Irma hit Florida on Sunday, before weakening to a tropical storm as it moved north on Monday.
About 6.5 million homes in Florida, two-thirds of the total, are without power after Hurricane Irma cut a deadly path through the state, officials say.
Relief operations are under way and engineers are working to restore power, but many areas remain stranded. The islands of the Florida Keys and western parts of the US state bore the brunt of the category-four hurricane.
Media reports link at least four deaths to the storm in Florida. Last week it killed at least 37 people in Caribbean islands.
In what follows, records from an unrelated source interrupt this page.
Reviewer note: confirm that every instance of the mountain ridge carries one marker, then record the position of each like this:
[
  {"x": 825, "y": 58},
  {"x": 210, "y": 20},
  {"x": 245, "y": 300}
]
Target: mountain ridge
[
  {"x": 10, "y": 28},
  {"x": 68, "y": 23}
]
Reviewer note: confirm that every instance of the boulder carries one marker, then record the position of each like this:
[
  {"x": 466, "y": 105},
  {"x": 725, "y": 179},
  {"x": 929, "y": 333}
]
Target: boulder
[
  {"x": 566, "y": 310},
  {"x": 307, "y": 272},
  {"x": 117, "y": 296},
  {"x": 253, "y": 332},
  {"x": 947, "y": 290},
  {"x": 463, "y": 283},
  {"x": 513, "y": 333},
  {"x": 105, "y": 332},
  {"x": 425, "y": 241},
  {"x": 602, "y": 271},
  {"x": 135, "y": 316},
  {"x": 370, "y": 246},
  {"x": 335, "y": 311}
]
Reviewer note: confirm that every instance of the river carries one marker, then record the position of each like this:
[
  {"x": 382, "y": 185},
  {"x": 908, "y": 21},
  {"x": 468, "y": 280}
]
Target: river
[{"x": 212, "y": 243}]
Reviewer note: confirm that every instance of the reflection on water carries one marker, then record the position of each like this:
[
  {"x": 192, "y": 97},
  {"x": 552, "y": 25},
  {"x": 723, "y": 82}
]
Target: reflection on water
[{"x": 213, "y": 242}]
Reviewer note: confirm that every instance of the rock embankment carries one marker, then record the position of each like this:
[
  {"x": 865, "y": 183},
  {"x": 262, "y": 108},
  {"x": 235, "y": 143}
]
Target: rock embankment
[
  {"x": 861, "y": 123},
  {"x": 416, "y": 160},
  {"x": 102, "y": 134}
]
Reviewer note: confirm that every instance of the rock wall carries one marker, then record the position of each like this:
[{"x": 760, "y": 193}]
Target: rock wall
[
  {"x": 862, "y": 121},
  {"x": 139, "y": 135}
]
Florida Governor Rick Scott said it was "going to take some time" before people could return to their homes, the Miami Herald website reports. Speaking as he went on an aerial tour of the Keys to survey the damage early on Monday, he said: "Power lines are down throughout the state. We've got roads that are impassable, so everybody's got to be patient as we work through this."
Although Miami was spared the worst, large parts of the city are under water. Winds have snapped power lines and 72% of homes there are without electricity, officials say. On the west coast of Florida, drone footage from Naples, a town on the coast of the Gulf of Mexico about 125 miles (200km) to the north-west, shows rows of shattered suburban homes on streets under water.
President Donald Trump has released emergency federal aid for Florida, describing the hurricane as a "big monster".